Centralizing Clinical Variants

The National Center for Biotechnology Information's ClinVar database is proving useful for clinical labs trying to interpret genetic variants uncovered by next-gen sequencing, reports Nature.

ClinVar, designed to house information on the relationships between human variations and phenotypes, not only integrates clinical variation data from numerous publicly available resources, but "also provides, for the first time, a central place in which clinical testing laboratories can deposit their data," Nature says.

Clinical sequencing labs have to perform a considerable amount of analysis on novel variants to determine whether they are benign or pathogenic.

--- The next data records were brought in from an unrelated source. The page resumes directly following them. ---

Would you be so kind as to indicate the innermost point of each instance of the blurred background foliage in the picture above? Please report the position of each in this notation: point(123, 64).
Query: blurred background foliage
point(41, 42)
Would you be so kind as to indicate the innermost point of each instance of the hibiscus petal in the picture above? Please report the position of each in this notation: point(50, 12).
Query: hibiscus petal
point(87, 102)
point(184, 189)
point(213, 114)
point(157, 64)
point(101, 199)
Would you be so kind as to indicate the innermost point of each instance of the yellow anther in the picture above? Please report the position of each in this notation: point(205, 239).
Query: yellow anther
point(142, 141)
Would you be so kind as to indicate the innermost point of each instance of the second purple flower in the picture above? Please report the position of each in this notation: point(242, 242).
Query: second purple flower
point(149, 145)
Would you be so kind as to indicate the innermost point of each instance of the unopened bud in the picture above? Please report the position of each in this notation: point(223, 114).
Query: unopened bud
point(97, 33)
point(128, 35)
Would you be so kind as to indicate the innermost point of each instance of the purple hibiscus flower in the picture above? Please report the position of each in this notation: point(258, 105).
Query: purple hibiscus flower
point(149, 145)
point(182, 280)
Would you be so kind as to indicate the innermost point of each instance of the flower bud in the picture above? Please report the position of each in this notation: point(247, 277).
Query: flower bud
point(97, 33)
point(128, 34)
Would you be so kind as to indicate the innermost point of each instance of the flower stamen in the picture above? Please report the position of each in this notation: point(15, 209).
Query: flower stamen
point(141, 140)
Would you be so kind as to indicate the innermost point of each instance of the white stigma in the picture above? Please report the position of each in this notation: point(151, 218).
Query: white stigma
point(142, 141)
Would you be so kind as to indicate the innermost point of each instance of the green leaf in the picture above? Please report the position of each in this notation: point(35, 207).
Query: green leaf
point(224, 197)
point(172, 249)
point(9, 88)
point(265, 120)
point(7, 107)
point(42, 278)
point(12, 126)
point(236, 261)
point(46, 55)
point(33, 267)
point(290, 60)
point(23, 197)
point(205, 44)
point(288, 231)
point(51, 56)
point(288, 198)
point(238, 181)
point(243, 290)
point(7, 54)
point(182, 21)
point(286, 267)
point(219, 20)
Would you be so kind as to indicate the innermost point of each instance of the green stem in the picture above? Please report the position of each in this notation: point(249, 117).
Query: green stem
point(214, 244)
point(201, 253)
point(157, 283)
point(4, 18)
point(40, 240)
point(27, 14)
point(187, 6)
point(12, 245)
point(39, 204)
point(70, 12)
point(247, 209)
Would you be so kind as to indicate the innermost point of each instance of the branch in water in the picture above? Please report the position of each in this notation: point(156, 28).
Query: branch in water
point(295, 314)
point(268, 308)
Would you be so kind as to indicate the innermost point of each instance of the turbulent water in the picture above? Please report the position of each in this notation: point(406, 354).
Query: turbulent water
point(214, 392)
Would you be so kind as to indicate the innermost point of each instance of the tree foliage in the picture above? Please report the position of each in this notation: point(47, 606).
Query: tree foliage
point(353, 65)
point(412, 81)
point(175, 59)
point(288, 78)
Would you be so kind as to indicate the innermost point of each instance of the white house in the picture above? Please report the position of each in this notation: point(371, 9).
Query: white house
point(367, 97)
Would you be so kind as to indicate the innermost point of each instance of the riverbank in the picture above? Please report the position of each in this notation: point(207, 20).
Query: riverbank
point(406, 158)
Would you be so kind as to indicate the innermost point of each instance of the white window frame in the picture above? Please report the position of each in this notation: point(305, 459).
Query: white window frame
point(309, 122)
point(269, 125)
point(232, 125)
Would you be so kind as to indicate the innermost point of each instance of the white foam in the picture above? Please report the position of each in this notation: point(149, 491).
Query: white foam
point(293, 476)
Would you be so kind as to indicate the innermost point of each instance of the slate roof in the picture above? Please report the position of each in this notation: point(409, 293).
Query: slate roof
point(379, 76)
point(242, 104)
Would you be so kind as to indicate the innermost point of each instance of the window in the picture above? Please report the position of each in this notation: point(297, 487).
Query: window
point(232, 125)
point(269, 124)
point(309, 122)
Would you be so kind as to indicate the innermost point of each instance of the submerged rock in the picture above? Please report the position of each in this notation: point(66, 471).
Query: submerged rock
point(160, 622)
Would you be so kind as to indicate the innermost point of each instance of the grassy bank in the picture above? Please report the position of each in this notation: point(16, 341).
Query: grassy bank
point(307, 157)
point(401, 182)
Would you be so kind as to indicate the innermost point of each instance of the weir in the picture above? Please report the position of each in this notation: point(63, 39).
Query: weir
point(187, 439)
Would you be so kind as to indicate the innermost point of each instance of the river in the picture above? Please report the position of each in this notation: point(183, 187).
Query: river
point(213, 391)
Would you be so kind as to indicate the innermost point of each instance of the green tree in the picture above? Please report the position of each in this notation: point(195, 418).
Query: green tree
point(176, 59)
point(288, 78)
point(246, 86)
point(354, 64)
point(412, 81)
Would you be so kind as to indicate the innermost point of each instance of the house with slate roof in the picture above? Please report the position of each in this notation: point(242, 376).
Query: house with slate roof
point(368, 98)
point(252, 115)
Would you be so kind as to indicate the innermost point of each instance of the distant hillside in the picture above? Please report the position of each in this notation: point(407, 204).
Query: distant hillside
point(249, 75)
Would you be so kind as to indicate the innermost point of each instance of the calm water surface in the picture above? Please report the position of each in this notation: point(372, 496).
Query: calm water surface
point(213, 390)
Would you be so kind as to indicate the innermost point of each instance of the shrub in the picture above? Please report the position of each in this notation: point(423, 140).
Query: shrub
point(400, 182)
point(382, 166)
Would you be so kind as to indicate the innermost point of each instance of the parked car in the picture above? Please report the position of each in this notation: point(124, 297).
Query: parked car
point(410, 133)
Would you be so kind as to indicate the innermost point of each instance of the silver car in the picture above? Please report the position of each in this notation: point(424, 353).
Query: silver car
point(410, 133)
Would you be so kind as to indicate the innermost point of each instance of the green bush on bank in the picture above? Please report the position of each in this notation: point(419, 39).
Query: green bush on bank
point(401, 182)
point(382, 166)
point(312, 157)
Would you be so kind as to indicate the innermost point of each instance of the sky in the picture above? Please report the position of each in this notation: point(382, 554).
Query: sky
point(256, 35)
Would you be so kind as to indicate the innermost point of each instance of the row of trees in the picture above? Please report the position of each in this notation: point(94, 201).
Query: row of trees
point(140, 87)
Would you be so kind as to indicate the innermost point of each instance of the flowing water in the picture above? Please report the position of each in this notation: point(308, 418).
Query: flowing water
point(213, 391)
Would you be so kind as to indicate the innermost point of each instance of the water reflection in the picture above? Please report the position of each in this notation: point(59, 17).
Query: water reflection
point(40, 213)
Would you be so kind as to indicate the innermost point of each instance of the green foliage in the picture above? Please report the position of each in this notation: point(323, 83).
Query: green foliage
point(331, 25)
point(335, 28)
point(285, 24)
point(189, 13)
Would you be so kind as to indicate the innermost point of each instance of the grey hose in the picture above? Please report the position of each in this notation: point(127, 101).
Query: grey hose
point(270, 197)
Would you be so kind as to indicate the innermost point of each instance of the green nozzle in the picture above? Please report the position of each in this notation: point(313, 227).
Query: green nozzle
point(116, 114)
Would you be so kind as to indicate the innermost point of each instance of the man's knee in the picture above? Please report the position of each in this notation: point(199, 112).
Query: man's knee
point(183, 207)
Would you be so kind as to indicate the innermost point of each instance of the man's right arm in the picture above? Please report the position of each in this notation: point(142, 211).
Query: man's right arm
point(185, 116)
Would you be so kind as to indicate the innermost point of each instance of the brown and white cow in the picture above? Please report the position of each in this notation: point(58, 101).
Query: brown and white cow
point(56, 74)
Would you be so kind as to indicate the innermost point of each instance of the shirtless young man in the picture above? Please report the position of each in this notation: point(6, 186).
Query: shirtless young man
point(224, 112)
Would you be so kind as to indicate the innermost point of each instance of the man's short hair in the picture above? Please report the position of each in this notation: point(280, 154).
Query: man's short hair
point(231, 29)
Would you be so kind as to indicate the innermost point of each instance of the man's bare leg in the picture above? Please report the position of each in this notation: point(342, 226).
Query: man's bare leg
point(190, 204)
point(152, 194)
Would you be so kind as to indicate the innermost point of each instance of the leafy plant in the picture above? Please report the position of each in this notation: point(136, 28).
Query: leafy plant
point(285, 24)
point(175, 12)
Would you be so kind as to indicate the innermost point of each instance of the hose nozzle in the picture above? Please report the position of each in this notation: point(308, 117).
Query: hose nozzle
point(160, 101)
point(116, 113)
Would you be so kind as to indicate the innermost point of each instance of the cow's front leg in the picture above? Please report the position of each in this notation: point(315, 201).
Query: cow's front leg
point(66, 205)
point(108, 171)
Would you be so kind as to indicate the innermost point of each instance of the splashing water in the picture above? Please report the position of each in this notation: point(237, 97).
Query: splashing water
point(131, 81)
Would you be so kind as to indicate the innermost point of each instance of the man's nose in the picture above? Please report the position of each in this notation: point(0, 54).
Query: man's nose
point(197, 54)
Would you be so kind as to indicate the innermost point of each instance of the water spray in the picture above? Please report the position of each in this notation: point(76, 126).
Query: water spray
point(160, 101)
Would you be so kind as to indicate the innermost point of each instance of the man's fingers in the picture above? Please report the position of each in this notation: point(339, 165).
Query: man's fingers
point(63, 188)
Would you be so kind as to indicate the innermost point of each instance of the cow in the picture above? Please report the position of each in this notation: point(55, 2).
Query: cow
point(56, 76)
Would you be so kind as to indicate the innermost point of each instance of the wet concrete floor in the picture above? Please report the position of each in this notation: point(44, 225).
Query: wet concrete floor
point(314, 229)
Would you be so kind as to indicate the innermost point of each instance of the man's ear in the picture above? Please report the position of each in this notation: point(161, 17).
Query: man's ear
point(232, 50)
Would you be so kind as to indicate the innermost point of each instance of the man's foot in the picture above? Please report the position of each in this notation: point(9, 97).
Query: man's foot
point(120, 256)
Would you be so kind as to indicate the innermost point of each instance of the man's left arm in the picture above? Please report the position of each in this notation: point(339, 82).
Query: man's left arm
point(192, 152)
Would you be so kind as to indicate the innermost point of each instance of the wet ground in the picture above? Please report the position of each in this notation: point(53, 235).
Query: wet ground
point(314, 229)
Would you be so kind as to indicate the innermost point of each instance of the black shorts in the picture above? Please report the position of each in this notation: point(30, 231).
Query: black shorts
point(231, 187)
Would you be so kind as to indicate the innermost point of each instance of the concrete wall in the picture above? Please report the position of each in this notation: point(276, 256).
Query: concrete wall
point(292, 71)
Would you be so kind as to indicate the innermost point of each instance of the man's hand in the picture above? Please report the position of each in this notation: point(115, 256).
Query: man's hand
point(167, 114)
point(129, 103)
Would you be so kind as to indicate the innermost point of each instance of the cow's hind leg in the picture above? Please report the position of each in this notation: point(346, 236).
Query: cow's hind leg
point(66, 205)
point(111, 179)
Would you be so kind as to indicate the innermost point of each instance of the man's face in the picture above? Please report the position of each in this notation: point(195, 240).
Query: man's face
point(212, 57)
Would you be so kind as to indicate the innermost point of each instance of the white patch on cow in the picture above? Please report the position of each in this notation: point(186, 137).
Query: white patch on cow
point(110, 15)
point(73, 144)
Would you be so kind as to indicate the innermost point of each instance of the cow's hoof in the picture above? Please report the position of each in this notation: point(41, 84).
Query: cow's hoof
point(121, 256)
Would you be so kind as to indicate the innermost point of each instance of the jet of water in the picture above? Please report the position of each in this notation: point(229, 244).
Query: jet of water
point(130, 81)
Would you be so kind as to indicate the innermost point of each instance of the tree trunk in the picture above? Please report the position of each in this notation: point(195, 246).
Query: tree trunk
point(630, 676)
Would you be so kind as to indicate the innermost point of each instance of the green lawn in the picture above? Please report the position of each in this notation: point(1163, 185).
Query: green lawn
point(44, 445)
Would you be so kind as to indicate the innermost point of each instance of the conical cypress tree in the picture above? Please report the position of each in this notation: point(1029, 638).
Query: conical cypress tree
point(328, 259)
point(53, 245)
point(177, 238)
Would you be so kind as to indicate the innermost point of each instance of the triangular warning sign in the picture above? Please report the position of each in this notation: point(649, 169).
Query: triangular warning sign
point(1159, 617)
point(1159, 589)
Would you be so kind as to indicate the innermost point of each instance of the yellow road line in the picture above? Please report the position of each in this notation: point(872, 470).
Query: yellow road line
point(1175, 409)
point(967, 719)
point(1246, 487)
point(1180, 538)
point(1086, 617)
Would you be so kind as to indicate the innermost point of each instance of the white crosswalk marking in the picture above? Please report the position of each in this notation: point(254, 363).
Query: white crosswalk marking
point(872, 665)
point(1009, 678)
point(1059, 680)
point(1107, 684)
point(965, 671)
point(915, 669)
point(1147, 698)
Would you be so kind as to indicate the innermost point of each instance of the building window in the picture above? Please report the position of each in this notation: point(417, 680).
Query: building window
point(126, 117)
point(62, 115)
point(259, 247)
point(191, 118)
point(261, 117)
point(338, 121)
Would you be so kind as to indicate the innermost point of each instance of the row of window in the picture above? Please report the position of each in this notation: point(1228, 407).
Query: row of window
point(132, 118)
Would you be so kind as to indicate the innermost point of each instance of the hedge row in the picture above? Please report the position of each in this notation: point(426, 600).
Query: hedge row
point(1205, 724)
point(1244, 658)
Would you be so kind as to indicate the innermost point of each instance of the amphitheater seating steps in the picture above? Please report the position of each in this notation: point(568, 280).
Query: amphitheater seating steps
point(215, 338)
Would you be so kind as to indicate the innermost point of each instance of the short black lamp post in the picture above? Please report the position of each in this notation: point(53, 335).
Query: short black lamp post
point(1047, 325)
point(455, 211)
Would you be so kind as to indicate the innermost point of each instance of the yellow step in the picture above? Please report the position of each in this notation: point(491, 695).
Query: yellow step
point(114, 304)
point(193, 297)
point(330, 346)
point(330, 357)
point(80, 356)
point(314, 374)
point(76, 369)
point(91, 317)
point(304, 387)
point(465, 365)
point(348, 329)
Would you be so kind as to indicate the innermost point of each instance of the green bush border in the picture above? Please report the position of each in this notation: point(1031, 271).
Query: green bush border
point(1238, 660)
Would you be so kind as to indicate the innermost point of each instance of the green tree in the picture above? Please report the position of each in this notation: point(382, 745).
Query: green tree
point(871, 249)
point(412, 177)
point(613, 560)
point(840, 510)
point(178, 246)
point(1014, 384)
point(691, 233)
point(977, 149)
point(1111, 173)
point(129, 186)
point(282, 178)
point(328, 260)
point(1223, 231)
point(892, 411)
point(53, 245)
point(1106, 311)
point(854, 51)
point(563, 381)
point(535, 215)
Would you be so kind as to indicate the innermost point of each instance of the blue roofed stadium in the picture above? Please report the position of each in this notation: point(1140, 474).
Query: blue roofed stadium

But keeping this data in house means that many groups are duplicating their efforts.

"There is a growing recognition that a clinical lab may see a mutation once or never, so it’s better if all those data could be pooled,” says James Ostell, chief of the information engineering branch at NCBI.

“For everybody in the field, I think there will be a sigh of relief that this is finally happening,” adds Stephen Kingsmore of the Children’s Mercy Center for Pediatric Genome Medicine.

He says that when clinical labs share their data through ClinVar, “patients are going to be getting the best thinking of the community as opposed to an individual lab.”


Well...yes. Of course. But

Well...yes. Of course. But the U41 grant application from Harvard, Emory, GeneDx, and other clinical labs that will support this effort to get clinical lab variants into ClinVar has yet to be funded. That is a must, or none of this will happen. Let us hope that there will be money available, and that the NIH finds this effort to be important enough to use the funds for that purpose. Otherwise ClinVar will be sitting pretty much empty.

(Disclaimer - I am a co-PI on that grant application).